Some have called this pattern of intervention ‘a new Bretton Woods system’. But it cannot continue for long. To see this, it is only necessary to look at the losses the Chinese government will take on its dollar holdings when the peg between the renminbi and the US dollar is, inevitably, broken. With reserves of $600 billion, a ten per cent appreciation of the renminbi would cost the People’s Bank $60 billion, or about 25 per cent of the government’s annual budget. The more reserves are built up to defend the peg, and the further it gets out of line with market reality, the greater the eventual cost.
Much less attention has been paid to the supply side, but it is probably more important. The main reason that the price of long-term US notes and bonds has not fallen is that there are less of them on the market. This is a surprising observation, given that the US government is running large budget deficits.
The explanation is that, in the past few years, the US has drastically shortened the term of its borrowings. Just when the government went into deficit in 2001, the US abandoned the sale of 30-year bonds, although the interest rate on these bonds was historically low. More generally, long-term bond financing has been replaced by shorter-term bills and notes.

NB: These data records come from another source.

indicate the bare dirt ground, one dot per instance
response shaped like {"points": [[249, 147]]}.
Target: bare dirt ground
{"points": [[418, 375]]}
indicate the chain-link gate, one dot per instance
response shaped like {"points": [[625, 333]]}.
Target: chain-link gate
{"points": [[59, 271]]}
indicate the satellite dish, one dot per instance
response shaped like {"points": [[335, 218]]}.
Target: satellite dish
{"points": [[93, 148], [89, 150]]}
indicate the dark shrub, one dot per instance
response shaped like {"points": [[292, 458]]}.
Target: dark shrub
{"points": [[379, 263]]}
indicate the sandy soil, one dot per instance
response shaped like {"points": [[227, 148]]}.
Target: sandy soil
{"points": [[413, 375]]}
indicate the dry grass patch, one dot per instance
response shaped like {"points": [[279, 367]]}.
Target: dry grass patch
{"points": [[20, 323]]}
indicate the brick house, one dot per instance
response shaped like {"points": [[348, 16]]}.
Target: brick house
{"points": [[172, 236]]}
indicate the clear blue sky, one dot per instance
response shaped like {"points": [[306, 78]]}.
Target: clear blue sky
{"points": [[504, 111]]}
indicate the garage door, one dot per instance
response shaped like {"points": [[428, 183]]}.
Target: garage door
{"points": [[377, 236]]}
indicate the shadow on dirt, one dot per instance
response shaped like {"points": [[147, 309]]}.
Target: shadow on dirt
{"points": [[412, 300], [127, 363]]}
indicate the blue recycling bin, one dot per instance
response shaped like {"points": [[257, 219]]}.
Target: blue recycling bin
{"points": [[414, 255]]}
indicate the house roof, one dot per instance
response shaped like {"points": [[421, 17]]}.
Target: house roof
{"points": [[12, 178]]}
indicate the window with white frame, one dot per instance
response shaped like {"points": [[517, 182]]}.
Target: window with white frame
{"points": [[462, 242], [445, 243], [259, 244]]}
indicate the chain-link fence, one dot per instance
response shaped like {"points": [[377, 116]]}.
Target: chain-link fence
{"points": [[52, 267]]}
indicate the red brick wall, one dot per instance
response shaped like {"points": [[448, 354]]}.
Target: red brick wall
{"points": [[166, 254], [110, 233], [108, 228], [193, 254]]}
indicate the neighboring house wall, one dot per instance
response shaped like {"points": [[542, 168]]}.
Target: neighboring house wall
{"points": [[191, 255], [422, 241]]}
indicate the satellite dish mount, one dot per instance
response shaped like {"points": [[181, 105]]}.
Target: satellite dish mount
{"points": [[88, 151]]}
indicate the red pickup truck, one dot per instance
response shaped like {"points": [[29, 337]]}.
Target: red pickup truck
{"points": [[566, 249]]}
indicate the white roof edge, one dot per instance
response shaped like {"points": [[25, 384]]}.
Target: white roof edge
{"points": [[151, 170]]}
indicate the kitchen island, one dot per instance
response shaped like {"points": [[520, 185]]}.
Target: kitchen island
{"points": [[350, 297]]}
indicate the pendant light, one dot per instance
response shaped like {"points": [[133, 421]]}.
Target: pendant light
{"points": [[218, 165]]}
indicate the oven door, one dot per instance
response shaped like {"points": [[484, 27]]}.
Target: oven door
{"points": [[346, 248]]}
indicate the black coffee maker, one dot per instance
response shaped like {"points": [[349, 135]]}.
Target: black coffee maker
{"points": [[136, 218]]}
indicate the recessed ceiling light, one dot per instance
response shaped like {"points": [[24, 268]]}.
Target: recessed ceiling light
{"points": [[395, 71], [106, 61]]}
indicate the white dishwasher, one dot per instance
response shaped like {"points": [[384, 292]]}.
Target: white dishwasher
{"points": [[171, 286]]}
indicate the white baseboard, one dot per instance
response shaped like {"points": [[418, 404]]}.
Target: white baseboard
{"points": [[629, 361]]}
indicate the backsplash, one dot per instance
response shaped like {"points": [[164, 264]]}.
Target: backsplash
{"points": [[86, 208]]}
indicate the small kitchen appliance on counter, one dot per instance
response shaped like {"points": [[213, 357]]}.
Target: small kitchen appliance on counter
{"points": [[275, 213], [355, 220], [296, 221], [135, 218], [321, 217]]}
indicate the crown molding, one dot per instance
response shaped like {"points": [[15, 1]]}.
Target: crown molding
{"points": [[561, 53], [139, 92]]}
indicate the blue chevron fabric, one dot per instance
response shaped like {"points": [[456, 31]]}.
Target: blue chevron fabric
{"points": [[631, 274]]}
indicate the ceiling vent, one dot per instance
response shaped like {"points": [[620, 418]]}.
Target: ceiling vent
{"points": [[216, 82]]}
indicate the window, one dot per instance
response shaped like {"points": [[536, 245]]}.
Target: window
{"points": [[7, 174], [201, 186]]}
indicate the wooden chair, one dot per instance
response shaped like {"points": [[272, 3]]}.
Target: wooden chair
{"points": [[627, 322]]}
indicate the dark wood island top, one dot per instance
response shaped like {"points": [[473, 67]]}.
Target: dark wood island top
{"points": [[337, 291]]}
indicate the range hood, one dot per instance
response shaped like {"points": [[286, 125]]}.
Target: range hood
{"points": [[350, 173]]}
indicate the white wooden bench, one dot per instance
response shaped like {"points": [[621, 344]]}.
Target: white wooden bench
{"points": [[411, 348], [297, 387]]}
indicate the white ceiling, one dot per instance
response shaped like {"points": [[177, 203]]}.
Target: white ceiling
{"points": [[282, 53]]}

As New York University economist Nouriel Roubini has noted, the average maturity of newly issued US government debt has fallen from 90 months in 1999 to 34.2 months by September 2004. The average maturity of the total debt has fallen from about 70 months in 2000 to 55.1 in September 2004.
For any normal borrower, this kind of shortening of borrowings would signal an imminent rollover crisis, as creditors refused to renew the debt except at much higher interest rates. Even before this happened, speculators would be discounting the debt in secondary markets. The coup de grace would be a speculative raid similar to that by George Soros, which pushed Britain out of the European Exchange Rate Mechanism in 1992.
For the moment at least, few speculators are willing to take on the combined might of the US Federal Reserve and the People’s Bank of China. But no central bank, no matter how powerful, can hold asset prices up indefinitely. Sooner or later, US interest rates must rise, and anyone who is still holding US debt will be left to take the resulting loss.
John Quiggin is an Australian Research Council Federation Fellow in Economics and Political Science at the University of Queensland.